春色ペガサス
・ED後
・ドルベとマッハどっかのアパートで二人暮らし
・ナンバーズはそのまましれっと存在してる

 

 

 ふう、と溜息が聞こえた。
 本を読んでいたドルベが顔を上げると、マッハは洗濯物を畳んでいた手を止めて窓の外を見ている。溜息は無意識なのだろう。
 近頃何故かぼんやりしたり、溜息をつくことが多くなった。
「………何か、あったのか……?」
 今はドルベも学校へ通う身、四六時中マッハと一緒にいるわけではない。まさか自分が留守の間に何か───?
「いえ、そういうわけではないのです。
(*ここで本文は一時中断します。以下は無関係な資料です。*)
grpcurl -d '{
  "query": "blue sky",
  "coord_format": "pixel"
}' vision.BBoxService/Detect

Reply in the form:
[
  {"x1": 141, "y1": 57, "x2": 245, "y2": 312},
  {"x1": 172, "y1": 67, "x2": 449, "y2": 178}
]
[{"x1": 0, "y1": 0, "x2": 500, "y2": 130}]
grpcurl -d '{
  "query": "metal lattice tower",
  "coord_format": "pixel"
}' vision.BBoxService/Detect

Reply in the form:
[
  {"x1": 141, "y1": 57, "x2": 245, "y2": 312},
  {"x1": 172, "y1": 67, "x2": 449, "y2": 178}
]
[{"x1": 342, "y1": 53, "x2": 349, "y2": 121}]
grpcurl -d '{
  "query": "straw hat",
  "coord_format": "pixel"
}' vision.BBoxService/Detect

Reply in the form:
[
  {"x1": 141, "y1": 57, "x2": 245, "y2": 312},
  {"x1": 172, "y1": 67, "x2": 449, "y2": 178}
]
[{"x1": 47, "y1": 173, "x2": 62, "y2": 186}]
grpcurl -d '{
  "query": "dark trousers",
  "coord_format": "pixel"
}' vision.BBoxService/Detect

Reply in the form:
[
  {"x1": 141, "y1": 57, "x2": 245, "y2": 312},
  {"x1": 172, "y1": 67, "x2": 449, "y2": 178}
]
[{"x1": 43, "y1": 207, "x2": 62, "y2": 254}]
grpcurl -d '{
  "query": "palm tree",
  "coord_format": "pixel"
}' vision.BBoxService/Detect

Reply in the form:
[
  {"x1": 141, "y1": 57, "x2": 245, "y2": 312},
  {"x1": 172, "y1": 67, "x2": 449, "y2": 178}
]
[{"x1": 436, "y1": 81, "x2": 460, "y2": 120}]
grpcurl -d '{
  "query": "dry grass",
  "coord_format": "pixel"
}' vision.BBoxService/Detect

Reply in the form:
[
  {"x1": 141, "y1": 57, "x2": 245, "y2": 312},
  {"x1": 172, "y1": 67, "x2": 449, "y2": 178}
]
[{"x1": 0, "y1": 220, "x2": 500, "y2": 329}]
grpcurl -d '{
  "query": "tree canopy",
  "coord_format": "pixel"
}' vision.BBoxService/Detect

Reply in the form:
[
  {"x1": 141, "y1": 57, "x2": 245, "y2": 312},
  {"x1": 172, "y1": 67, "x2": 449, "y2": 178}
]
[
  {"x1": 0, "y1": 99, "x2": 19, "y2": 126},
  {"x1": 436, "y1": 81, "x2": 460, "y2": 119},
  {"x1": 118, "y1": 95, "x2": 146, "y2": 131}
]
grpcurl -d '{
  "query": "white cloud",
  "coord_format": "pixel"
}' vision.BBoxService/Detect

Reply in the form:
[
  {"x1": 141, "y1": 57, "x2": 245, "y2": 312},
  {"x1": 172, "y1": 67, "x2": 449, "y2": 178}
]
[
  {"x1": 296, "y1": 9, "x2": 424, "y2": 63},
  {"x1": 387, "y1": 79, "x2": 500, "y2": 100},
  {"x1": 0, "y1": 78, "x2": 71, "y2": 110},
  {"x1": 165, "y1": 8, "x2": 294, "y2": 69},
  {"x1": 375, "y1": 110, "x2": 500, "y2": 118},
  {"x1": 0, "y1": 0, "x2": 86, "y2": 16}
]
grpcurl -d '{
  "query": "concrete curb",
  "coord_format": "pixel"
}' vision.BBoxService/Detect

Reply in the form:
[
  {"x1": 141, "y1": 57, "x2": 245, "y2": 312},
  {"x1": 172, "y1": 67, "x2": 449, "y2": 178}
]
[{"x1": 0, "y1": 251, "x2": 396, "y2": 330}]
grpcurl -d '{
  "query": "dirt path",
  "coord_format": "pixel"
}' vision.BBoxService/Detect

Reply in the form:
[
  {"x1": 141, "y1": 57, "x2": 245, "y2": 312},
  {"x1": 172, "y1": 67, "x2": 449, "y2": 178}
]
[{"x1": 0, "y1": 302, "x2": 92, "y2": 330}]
ただ……」
「ただ?」
「先日、主とタッグデュエルをした、あの人のナンバーズ……」
「ああ……確か、ナンバーズ40────」


 それは自然に始まった他愛のないデュエルだった。
 アークライト邸の図書室には珍しい本がたくさんあるとナッシュに聞かされ、好奇心の赴くまま押しかけて週に一度ほど図書室通いをしていたドルベだったが、アークライト兄弟やドルベにナッシュ、時にはメラグも加われば、いつの間にかデュエリストたちのお楽しみが始まるのは当然だった。
 ほんの少しなら卓上デュエルで、盛り上がればアークライト邸の広い庭に出ての本格的なデュエルになる。
 召喚できるナンバーズは1枚まで、RUM禁止、カオスドロー禁止、命は賭けない、世界の命運は賭けない、などなどローカルルールを決め、対戦相手を変えて何度でも。
 そのうちに興が乗って、タッグデュエルをしてみようと誰かが言い出した。アミダで決まった組み合わせは、ナッシュとV、ドルベとWだった。
「お前とタッグとはな……」「ふふ、面白い組み合わせになりましたね!」
「おいメガネ、足引っ張るなよ!」「無論だ。私も『ふぁんさーびす』とやらをさせてもらおうか」
 大量の本を借りるドルベの荷物持ちとして付いてきていたマッハはカードの姿に戻り、ドルベのエクストラデッキに入る。
 現世ではデュエルモンスターとして主と共に戦うのだ。
「「────デュエル!!」」



「あの時、破壊されそうになった私を庇ってくださったあの方……」

 ドルベの戦略及ばずスカイ・ペガサスが攻撃力を上回るダメージを受けそうになったその時、Wの発動させた罠カードで墓地から蘇り、鮮やかに反撃を繰り出したモンスター。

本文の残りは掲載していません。